HivisionIDPhoto is a project focused on creating a practical and systematic AI-powered ID photo generation tool. It leverages a pipeline of AI models to recognize various user photo scenarios, perform background removal (matting), and generate standard ID photos.

What is the project about?

The project is about developing an intelligent system for creating ID photos from user-submitted images. It automates the process of background removal, resizing, and formatting to meet specific ID photo requirements.

What problem does it solve?

It solves the problem of easily and quickly creating compliant ID photos from casual photos, without needing professional photography equipment or editing skills. It addresses the need for on-demand ID photo generation, especially in urgent situations.

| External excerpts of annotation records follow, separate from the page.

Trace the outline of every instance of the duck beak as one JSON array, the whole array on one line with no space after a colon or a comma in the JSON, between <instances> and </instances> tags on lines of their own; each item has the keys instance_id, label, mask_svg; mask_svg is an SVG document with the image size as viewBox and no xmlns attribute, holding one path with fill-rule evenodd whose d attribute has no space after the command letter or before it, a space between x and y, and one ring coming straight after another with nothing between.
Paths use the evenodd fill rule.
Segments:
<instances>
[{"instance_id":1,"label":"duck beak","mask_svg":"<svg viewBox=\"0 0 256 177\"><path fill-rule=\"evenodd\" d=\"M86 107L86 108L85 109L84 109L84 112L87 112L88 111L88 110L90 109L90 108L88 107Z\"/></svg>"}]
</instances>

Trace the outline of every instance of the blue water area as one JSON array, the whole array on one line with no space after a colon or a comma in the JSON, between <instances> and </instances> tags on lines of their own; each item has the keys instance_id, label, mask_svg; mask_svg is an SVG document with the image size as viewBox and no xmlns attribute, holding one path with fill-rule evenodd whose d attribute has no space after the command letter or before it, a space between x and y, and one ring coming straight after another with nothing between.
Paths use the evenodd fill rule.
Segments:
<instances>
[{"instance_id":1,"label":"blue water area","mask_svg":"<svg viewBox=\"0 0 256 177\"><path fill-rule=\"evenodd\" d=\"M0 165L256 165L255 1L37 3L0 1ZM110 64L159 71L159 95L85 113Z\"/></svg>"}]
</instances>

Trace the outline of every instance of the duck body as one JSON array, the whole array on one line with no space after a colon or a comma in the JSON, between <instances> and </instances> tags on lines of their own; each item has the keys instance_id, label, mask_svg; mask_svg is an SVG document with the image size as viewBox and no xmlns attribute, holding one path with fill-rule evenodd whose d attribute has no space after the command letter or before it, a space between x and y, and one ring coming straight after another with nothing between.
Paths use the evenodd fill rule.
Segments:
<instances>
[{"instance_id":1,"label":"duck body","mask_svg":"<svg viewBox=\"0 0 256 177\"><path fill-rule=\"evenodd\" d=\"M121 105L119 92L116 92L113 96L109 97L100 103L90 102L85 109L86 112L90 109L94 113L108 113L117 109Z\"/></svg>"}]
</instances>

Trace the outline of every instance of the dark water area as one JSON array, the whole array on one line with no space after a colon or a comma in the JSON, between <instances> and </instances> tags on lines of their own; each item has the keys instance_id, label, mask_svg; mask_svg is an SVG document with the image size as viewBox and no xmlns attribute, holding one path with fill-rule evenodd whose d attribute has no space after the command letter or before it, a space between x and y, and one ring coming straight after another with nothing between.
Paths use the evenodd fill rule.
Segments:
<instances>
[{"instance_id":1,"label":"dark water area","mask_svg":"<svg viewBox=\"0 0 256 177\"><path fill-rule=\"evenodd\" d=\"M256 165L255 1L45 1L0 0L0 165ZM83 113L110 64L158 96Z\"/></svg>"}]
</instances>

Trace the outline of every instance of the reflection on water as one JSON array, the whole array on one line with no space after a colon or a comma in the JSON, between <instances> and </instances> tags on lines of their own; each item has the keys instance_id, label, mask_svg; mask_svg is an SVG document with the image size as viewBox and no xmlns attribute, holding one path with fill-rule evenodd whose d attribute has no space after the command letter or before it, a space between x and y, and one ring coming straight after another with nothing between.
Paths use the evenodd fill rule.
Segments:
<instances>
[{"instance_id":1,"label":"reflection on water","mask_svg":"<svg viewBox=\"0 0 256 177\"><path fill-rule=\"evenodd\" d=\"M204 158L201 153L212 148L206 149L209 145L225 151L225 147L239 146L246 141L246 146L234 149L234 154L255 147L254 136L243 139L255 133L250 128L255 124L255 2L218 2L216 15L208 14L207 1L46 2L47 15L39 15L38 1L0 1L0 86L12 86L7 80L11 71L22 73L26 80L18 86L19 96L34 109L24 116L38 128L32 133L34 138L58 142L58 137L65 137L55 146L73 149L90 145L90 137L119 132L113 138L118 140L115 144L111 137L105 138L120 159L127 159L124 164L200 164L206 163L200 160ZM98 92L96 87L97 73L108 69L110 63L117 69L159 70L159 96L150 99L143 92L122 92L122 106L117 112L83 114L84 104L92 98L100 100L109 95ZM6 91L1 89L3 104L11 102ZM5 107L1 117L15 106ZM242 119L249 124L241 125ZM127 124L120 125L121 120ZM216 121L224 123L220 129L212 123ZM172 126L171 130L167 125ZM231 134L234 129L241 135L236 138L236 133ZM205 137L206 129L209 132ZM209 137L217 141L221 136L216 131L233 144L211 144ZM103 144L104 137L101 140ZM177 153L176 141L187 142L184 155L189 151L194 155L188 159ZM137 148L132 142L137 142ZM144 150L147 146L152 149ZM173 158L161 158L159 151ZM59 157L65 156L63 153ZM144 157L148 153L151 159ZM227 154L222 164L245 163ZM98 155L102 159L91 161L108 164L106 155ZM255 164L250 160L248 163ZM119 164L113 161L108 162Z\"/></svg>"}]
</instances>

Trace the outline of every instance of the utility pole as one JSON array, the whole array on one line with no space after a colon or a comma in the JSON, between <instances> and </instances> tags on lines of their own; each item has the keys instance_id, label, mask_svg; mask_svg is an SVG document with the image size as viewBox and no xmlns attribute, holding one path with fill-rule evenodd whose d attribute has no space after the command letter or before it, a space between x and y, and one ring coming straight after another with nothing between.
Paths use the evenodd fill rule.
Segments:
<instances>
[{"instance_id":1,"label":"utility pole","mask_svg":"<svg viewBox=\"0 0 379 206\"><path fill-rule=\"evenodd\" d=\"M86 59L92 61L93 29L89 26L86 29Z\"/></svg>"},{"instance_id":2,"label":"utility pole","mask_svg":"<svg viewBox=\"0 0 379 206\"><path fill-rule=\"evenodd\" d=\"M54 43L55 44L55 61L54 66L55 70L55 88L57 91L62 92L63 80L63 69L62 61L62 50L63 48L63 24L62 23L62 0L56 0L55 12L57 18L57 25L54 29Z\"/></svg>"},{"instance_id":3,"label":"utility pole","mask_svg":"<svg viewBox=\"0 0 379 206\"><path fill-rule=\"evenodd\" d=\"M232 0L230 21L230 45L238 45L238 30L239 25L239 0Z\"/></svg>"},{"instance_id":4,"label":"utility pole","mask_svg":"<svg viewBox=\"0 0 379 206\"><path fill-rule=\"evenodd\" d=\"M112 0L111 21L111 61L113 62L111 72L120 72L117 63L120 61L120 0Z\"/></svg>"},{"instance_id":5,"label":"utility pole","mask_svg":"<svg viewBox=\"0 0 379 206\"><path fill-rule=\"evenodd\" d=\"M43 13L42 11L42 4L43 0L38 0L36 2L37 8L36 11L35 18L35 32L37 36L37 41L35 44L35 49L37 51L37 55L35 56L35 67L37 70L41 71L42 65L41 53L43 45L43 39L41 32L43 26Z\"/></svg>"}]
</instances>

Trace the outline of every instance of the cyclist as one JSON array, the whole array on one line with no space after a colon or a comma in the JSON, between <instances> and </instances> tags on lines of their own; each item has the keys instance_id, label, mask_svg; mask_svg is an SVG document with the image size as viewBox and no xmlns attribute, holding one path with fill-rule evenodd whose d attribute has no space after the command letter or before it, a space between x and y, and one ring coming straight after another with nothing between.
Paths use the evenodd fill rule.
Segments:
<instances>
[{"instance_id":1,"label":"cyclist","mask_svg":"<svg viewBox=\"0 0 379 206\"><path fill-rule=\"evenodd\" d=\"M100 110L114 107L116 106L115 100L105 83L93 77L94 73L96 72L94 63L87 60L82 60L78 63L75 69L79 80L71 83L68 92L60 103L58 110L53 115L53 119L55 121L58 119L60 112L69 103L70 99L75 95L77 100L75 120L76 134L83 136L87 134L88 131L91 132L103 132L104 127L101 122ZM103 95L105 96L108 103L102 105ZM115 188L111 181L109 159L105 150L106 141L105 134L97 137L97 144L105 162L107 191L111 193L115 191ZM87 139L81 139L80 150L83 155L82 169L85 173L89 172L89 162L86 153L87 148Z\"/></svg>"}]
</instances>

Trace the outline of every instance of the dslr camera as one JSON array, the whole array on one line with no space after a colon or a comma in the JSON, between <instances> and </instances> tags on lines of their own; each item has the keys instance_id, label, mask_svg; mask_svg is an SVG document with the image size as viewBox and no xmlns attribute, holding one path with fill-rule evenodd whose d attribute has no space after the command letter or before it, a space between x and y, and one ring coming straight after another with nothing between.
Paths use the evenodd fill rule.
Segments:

What are the features of the project?

Lightweight Matting: Performs background removal efficiently, even on CPUs (offline).
Standard ID Photo Generation: Creates ID photos conforming to different size specifications.
Layout Photo Generation: Produces print-ready layouts (e.g., 6-inch photo paper layouts) with multiple ID photos.
Flexible Inference: Supports both purely offline (CPU-based) and client-server inference.
Beautification: Includes a beautification feature to enhance the appearance of the subject.
Smart Formal Attire Change: (Future feature) Intends to add the ability to digitally change the subject's clothing to formal attire.
Face Alignment: Rotate the face to align.
Custom Background Color: Support custom background color by HEX input.
Print Layout: Support five layout sizes: 6-inch, 5-inch, A4, 3R, and 4R.
Beauty Parameters: Add beauty parameters to the API interface.
DPI and Face Alignment Parameters: Add DPI and face alignment parameters to the API interface.
Base64 Image Input: Add base64 image input option to the API interface.

What are the technologies used in the project?

Python: The primary programming language.
ONNX Runtime: Used for running the matting models (MODNet, hivision_modnet, rmbg-1.4, birefnet-v1-lite).
Gradio: Used for creating the interactive web demo.
Docker: Used for containerization and deployment.
Face Detection Models: MTCNN (default, lightweight), RetinaFace (optional, more accurate), Face++ (optional, online API).
CUDA/cuDNN (Optional): For GPU acceleration of the birefnet-v1-lite model.
SwanLab: A deep learning training tracking and visualization tool.

What are the benefits of the project?

Convenience: Users can create ID photos anytime, anywhere.
Speed: The process is fast, especially with CPU-based matting.
Cost-Effectiveness: Eliminates the need for professional photo services.
Flexibility: Supports various ID photo sizes and background colors.
Accessibility: Can be used offline, making it accessible even without an internet connection.
Ease of Use: The Gradio demo provides a user-friendly interface.
Open Source: Allows for community contributions and extensions.

What are the use cases of the project?

Generating ID photos for official documents: Passports, driver's licenses, visas, etc.
Creating photos for online profiles: Social media, job applications, school registrations.
Emergency ID photo needs: When a quick and readily available solution is required.
Printing ID photos at home: Using the layout photo generation feature.
Developing custom applications: The API allows integration into other software or services.
Community-built applications: WeChat mini-programs, ComfyUI workflows, web applications, and Windows GUI applications.